Там протагонист в своем осознанном бедственном положении живет и говорит с нами из прочного дома меланхолии, где бродит ночами, в плену безвыходных ассоциаций ужасающего прошлого, которое в образе отца Гамлета караулит его на лестнице. Однако жажду мести, исходящую от призрака, он теперь, постигнув на основе собственного эксперимента диалектику жертвы и преследования, отметает, чтобы сохранить для себя ясность свободы от вины. Телефон, звонками которого в Германии он любил будить виновных, теперь он использует только, «чтобы слушать – порой лишь звенящую тишину, единственный звук проходящего времени»34
.Бродя по дому под взглядом отца Гамлета, который только и ждет, чтоб ему подали палец, а уж тогда он всю руку ухватит, рассказчик вспоминает собственного отца, «убитого христианскими отцами семейств из Вены или из Вестервальда»35
, тот не стоит на лестнице и не высматривает «возможностей отомстить». Что сам, по примеру этого отсутствующего образца, не нуждается в мести, не предполагает избавления бездельничающих рядом бедных душ, вот почему он усиленно и с тоской вслушивается в крики петухов, как датский караул в начале шекспировской пьесы, ведь только с криком петухов духи, как известно, уходят.Кстати, рассказчику в «Тюнсете» остается заказана высказанная в «Гамлете» благочестивая христианская надежда, «что каждый год близ той поры, когда родился на земле Спаситель, певец зари не молкнет до утра»36
, а тем самым перспектива на окончательное освобождение от кошмара прошлого через прогресс истории спасения. Скорее христианская надежда в тексте окончательно дискредитируется в насыщенной алкоголем безутешности экономки Селестины, которая в одной из многих ночных сцен пытается выпросить у рассказчика отпущение грехов; в образе чикагского евангелиста Уэсли Б. Просничера, который также без приглашения наведывается к нему, чтобы позднее насмерть замерзнуть в снежном сугробе, и в газетной вырезке 1961 года, где министр обороны нацеливается поцеловать перстень на протянутой ему руке кардинала.Крик петухов сулит здесь, стало быть, не начало нового дня в некоем высоком смысле, но лишь краткий срок до начала следующей ночи, одной из многих, какие еще надо пережить, а они, как писал Кафка, разделены на фазы бодрствования и бессонницы37
.Осознанию, что избавления быть не может, сопутствует постоянная меланхолия; развивая собственные ритуалы, она сулит себе смягчение, но не освобождение от страдания и от «feral deseases»38
[52], о которых так много говорится в «Анатомии меланхолии» Роберта Бёртона.

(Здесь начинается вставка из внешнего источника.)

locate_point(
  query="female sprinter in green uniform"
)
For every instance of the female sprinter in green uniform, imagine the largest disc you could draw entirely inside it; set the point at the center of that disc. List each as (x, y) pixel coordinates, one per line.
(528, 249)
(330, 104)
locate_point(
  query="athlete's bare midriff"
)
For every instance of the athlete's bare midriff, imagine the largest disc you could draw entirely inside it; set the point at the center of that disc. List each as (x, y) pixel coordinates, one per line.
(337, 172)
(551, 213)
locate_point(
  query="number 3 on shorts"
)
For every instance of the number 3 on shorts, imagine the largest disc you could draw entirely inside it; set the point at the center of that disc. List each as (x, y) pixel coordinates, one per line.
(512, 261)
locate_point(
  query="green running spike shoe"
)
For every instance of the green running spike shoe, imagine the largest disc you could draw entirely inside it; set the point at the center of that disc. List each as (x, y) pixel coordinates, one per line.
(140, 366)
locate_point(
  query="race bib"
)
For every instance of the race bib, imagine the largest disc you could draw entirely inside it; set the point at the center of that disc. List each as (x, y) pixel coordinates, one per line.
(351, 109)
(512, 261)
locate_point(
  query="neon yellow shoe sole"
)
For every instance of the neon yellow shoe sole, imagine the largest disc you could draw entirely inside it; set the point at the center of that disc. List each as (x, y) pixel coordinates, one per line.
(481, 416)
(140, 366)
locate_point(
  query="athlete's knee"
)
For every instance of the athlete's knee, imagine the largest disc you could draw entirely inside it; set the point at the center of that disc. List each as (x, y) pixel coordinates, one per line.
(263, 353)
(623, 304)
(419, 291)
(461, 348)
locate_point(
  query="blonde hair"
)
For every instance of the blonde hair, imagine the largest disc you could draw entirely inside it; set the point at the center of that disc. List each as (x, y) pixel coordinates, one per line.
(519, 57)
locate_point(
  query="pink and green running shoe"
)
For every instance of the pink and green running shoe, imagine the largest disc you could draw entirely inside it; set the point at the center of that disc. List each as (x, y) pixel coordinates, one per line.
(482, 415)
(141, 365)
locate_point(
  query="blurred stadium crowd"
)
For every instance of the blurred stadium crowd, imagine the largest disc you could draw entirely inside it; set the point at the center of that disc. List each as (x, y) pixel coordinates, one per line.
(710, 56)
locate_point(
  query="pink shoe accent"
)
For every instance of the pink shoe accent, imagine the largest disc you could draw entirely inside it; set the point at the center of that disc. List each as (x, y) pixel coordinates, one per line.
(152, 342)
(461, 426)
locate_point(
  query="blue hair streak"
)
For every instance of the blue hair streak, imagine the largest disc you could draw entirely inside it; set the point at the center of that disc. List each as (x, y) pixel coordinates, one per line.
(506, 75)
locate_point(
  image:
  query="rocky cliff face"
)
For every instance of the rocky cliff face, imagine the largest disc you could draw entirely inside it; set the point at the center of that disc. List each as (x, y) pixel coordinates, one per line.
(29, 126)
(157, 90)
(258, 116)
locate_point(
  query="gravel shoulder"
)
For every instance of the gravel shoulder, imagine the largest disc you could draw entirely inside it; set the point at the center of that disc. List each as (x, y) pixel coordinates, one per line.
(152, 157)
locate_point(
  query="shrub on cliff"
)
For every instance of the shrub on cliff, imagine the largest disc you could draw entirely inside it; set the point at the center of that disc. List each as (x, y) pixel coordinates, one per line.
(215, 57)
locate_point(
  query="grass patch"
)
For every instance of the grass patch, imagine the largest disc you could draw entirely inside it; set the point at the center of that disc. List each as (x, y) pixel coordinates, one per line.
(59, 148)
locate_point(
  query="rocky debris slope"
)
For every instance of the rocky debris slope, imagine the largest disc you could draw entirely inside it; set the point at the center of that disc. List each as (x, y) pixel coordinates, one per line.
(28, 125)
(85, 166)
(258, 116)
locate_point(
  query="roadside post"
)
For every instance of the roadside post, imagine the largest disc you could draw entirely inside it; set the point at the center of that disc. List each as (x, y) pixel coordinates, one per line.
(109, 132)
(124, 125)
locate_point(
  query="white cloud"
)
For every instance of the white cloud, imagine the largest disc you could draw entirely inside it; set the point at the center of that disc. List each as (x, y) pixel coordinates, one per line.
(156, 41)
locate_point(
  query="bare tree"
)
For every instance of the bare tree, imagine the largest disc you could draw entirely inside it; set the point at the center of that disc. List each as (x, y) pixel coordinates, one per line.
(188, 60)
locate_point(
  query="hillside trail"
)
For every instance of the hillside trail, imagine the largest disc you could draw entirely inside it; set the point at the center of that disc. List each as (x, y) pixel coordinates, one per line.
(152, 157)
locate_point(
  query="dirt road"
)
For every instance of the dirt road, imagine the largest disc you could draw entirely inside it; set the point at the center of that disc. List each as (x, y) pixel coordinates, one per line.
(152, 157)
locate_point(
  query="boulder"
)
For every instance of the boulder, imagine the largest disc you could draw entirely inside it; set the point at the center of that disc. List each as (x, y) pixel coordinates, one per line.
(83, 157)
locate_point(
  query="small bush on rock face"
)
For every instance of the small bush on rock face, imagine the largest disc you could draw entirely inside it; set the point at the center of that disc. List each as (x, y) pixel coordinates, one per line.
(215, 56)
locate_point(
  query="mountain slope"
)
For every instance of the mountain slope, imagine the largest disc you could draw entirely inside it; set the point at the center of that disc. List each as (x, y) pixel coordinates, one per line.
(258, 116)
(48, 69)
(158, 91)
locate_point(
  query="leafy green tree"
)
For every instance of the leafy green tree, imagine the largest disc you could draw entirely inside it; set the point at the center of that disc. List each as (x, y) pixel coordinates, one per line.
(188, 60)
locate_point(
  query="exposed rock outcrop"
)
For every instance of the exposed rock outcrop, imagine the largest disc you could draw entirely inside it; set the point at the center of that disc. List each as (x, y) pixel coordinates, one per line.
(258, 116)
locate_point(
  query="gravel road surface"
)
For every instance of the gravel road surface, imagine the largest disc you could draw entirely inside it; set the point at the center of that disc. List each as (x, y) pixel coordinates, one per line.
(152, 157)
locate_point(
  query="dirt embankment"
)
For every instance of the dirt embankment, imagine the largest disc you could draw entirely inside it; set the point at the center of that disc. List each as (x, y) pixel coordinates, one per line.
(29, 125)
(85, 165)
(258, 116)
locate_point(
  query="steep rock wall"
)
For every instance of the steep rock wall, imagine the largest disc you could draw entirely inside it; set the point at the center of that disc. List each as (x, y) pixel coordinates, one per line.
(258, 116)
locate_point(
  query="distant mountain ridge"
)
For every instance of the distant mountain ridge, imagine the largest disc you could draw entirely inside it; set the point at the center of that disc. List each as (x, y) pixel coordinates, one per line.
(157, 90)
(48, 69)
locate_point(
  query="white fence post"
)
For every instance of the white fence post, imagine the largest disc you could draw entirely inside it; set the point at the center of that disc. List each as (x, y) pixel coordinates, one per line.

Для самого рассказчика к этим ритуалам относятся ночное чтение телефонных справочников и расписаний поездов, разворачивание географических карт и проекция воображаемых путешествий в дальние страны, те, что и на дюреровской «Melencolia», вероятно, находятся за морем, изображенным на заднем плане. Как Роберт Бёртон, уютно проведший в меланхолии всю жизнь, так и рассказчик – человек, «who delights in cosmography <…> but has never travelled except by map and card»39[53]. И его летняя кровать, где хватает места семи соням и где он отдается разным историям, к примеру про пути и общности черной смерти, происходит из того же столетия, что и компендиум Бёртона, из тревожной эпохи, когда впервые громко звучит опасение, «that the great mutations of the world are acted, or time may be too short for our designes»40[54]. Экскурсии, которые исходя из этого понимания предпринимает рассказчик, открывают – и это тоже реминисценция из «Гамлета» – вид на раскинувшийся далеко внизу, под меланхолией, мир, «мертвый шар, где копошатся паразиты»41, а его притягательная сила пропала, растраченная впустую. Ледяная даль, куда рассказчик уходит от всей земной жизни, означает одну из точек схода в диалектике проблемы меланхолии.Другое измерение ответственной за меланхолию сатурновской констелляции, напротив, как разъяснил Беньямин, в ассоциации с тяжелой, землистой, сухой природой этой планеты указывает на тип людей, предназначенный к тяжкому и бесплодному сельскому труду42
. Поэтому рассказчик, пожалуй, не случайно находит себе в разведении трав как будто бы единственно полезное занятие. Эти травы, высушенные и в тонко дозированных смесях, он рассылает разным гастрономическим магазинам в Милане и Амстердаме, но и в Германии, в Гамбурге и Ганновере, вероятно снабдив их надписями «Rosemary, that's for remembrance»[55] почерком Офелии43.